Wow; that would be great! I could still write my blogs, still have blogging clients because I enjoy that, but I could drop all the low dollar writing gigs and concentrate on other stuff all around. Man, life would be sweet doing that.

I share this with y’all because most of us go along doing things that we think is the right way to do it, only to learn that someone else is doing it easier than we are, and succeeding. This doesn’t mean I’m giving up on my affiliate marketing either; I have plans for doing more of that, as well as plans for adding at least two new blogs into my repertoire. It does mean, though, that I’m ready to embrace a new mind shift towards bigger and better things.

Anyone got a problem with that? 😀


Team Jerseys

Blog Writing Services

Time for an advertisement, but this one’s for me.

As you know, I’ve been writing for people for a few months now. I’ve started getting some blog writing clients, and I’ve decided it’s time to mention it here.

two businessmen shaking hands
Wirawat Lian-udom via Compfight

I’ve set up a contract through my other site where I’ll undertake writing blogs for businesses (actually, if you check my About page you can see my offering services there also). I have a price structure for how much I’ll charge based on whether the consumer wants 10, 15 or 25 articles written a month. The guarantee is that each article will be at least 200 words unless it’s a breaking news story; those always seem to work well on blogs. And, for an additional fee, I’ll even post the articles and maintain the blog; I just won’t be the one answering comments on the blog, so the blog owner will have to read the content at some point, or just ignore all comments. Yeah, that defeats the purpose of blogging overall, but some people fancy themselves to be Seth Godin.

What will I write on? Well, I did write a post mentioning what I wouldn’t write about, but there are some other things here and there. For instance, if it’s too tight a niche, one where there’s not enough information to research to make it something I can write on for a long time, I probably won’t take it. In other words, if it can’t really be researched, for the money it’s not worth it. A guy the other day asked me to write on battle strikers, and I had no idea what that meant. Then he showed me it was a toy, and he wanted 25 articles on it. There wasn’t any research that could be done on it for 25 articles at 500 words apiece, so I declined.

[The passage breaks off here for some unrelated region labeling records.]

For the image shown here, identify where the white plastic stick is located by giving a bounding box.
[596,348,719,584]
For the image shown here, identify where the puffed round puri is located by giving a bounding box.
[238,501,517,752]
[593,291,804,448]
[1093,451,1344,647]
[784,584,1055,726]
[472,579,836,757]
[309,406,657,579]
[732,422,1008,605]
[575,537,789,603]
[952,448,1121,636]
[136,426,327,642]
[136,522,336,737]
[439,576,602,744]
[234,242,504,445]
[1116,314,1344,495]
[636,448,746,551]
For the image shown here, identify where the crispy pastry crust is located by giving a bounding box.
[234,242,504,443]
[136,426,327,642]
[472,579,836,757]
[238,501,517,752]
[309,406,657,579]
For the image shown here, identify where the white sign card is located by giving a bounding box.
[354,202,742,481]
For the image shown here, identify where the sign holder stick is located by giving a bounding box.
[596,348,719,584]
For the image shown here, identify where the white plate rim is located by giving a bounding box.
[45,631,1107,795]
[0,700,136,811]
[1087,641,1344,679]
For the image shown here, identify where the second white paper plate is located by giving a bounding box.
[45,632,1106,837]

In other words, don’t back me, or any other writer, into a corner that’s impossible to work from. One of my clients has me writing on anything related to real estate and weddings. Another has me writing on travel. Those are broad subjects with lots to write about. Still another one has me writing on debt consolidation; it’s kind of a tight niche, but there are plenty of ways to go with that one, so it branches out into some other things. If you let me just write, it all works out well.

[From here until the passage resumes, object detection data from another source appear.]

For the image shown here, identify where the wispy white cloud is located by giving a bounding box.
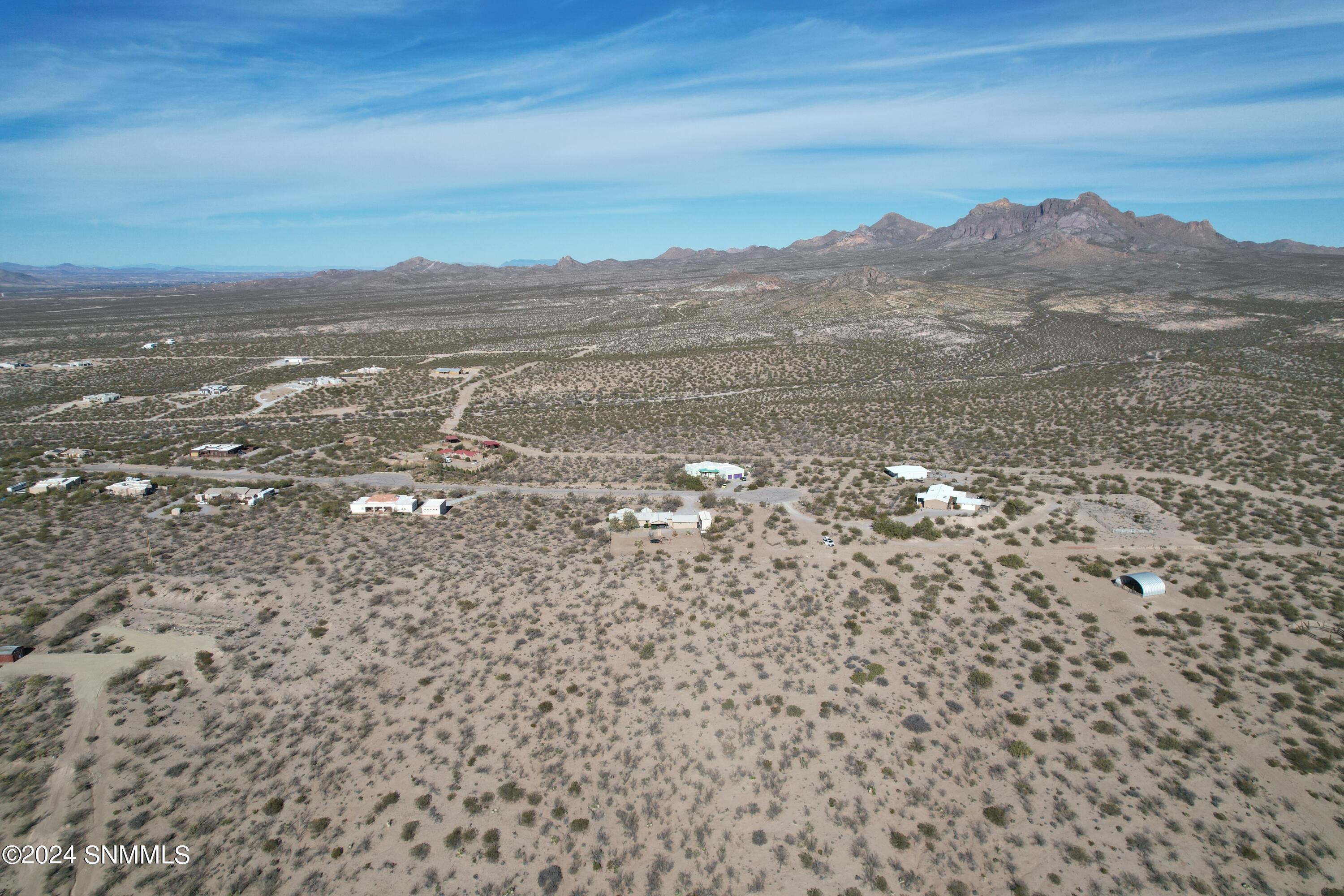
[0,0,1344,237]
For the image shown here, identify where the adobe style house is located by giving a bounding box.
[191,442,247,458]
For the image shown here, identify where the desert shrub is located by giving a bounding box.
[984,806,1008,827]
[900,713,933,735]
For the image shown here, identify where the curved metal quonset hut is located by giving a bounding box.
[1110,572,1167,598]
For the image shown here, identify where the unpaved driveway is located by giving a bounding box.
[0,629,218,895]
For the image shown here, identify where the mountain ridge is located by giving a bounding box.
[0,192,1344,288]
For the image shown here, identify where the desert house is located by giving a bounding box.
[915,482,985,512]
[105,475,155,498]
[191,442,247,458]
[1110,572,1167,598]
[28,475,83,494]
[195,485,277,506]
[685,461,747,481]
[349,494,421,513]
[42,448,93,461]
[606,508,714,532]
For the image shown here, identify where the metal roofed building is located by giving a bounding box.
[28,475,83,494]
[191,442,247,457]
[915,482,985,510]
[349,494,421,513]
[108,475,155,498]
[685,461,747,479]
[1110,572,1167,598]
[196,485,278,506]
[606,508,714,530]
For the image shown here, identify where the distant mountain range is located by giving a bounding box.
[0,192,1344,288]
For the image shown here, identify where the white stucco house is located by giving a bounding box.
[915,482,985,510]
[606,508,714,532]
[349,494,421,513]
[685,461,747,479]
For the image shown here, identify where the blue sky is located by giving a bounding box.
[0,0,1344,267]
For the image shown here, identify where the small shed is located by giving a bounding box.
[419,498,450,516]
[0,643,32,662]
[1110,572,1167,598]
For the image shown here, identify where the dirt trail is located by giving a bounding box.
[0,629,216,896]
[438,362,543,457]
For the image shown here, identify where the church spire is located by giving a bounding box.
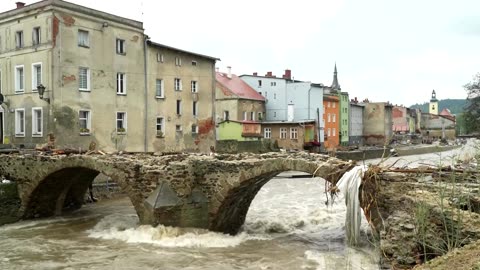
[331,62,341,90]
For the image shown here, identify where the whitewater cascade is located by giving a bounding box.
[337,165,367,246]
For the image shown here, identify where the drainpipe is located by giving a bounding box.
[143,35,150,152]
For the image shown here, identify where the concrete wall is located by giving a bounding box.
[0,9,53,144]
[0,1,215,152]
[216,139,278,154]
[240,75,288,121]
[349,103,364,145]
[363,102,392,145]
[147,45,215,152]
[339,92,350,145]
[262,122,305,150]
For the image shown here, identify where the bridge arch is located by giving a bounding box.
[204,155,354,234]
[0,156,144,221]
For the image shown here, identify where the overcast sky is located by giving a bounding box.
[0,0,480,105]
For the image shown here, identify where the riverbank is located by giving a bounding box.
[336,144,461,161]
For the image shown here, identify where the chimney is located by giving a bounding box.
[227,66,232,79]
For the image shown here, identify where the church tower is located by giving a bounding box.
[428,90,438,115]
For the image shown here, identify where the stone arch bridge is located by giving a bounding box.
[0,153,353,234]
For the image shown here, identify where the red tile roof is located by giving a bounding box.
[216,72,265,101]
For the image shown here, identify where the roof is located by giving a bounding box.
[0,0,143,30]
[215,72,265,101]
[147,40,220,61]
[261,120,315,125]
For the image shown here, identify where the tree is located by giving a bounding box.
[463,73,480,134]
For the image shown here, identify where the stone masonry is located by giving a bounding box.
[0,153,353,234]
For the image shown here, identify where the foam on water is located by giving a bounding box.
[88,215,268,248]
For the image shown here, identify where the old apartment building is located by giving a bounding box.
[0,0,218,152]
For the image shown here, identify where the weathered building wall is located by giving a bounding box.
[262,122,305,150]
[363,102,392,145]
[0,5,52,145]
[51,8,145,152]
[240,75,288,121]
[421,113,456,140]
[349,103,364,145]
[0,0,216,152]
[147,43,215,152]
[338,92,350,145]
[323,94,340,149]
[392,106,410,132]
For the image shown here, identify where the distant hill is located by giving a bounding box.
[410,99,467,115]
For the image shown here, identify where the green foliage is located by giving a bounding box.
[463,73,480,133]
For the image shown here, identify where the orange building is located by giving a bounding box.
[323,94,340,150]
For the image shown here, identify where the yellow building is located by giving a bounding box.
[0,0,217,152]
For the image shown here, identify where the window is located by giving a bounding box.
[156,117,165,137]
[192,101,198,116]
[192,124,198,134]
[223,111,230,121]
[290,128,298,139]
[155,79,164,98]
[174,78,182,91]
[32,27,40,45]
[15,109,25,137]
[78,110,91,134]
[177,99,182,115]
[117,112,127,133]
[117,73,127,95]
[191,81,198,93]
[15,109,25,137]
[280,128,287,139]
[78,30,90,48]
[117,38,127,54]
[78,67,90,91]
[15,65,25,93]
[32,63,42,92]
[263,128,272,139]
[32,107,43,137]
[157,53,163,63]
[15,31,25,49]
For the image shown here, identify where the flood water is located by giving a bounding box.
[0,175,379,270]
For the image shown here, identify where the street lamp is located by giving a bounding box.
[37,84,50,104]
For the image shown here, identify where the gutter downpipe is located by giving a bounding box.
[143,34,150,153]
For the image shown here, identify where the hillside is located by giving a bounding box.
[410,99,467,115]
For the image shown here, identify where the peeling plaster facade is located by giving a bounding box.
[0,0,217,152]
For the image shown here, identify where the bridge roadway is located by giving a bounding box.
[0,153,353,234]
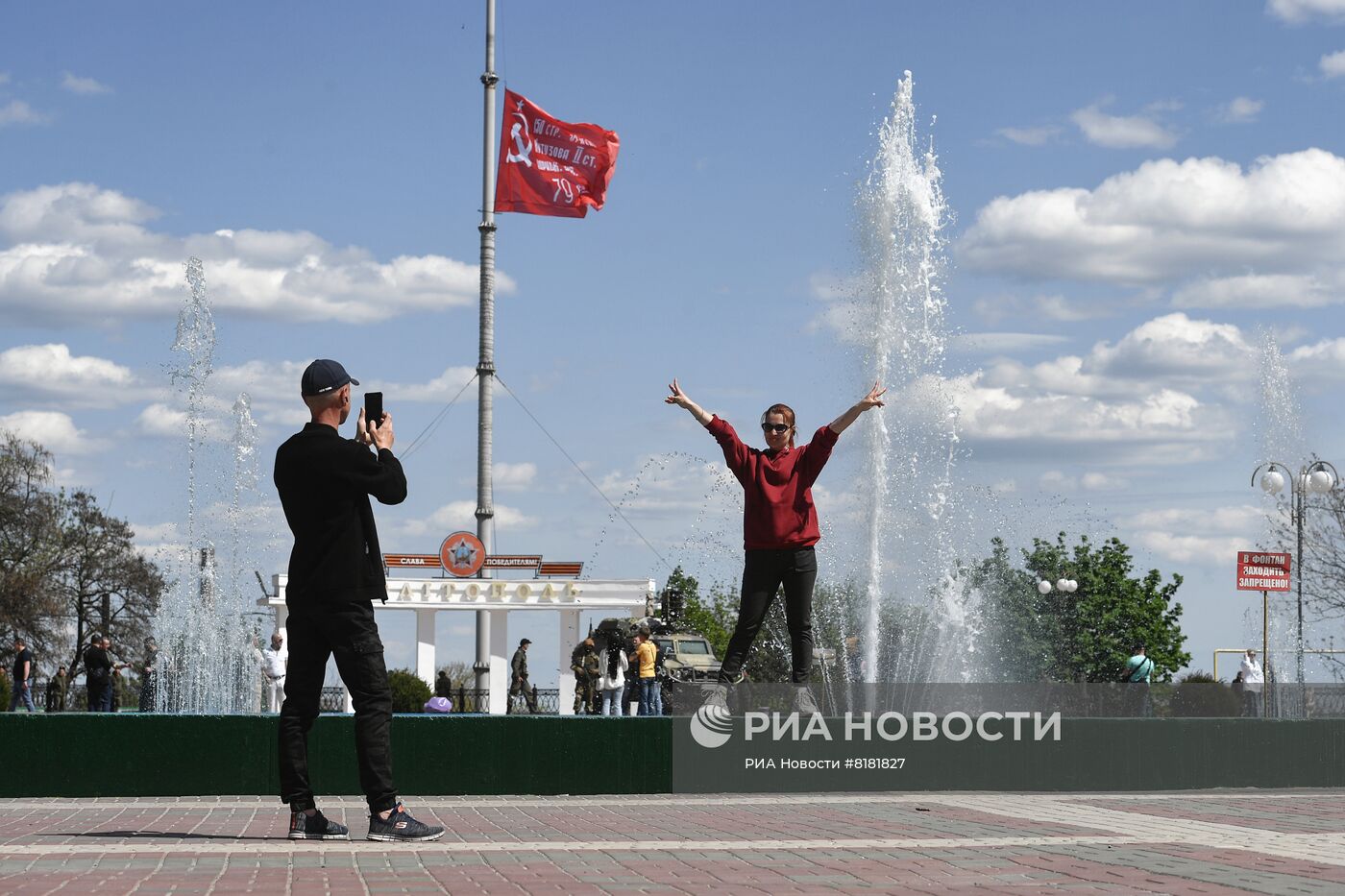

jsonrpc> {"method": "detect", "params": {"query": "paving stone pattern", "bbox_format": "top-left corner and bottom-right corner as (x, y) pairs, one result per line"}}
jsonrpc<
(0, 789), (1345, 896)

The question might be why someone would need a blog writing service. If you have a website and have a blog associated with it, and that blog has at least some kind of consistent activity, it can boost your website’s online presence and keep your website and web business somewhat prominent, even if most of what you do is offline. If you have a blog that links back to your website, you’ll get some kind of bounce off it if also. And if your blog represents all kinds of things about what your business is related to, you look like an authority on those topics and might get more offers for contracts that way. And, of course, you might just want it to sell stuff from, and need to try to draw visitors; hey, that counts as a business blog also.

No, I’m not posting the rates here, but if you or someone you know wishes to pursue this, send me an email on the QT and we can talk. You see there’s a contact area up at the top, and your identity will remain hidden, even if I happen to mention a topic here and there on this blog.

There’s the deal; let’s see how it all works out.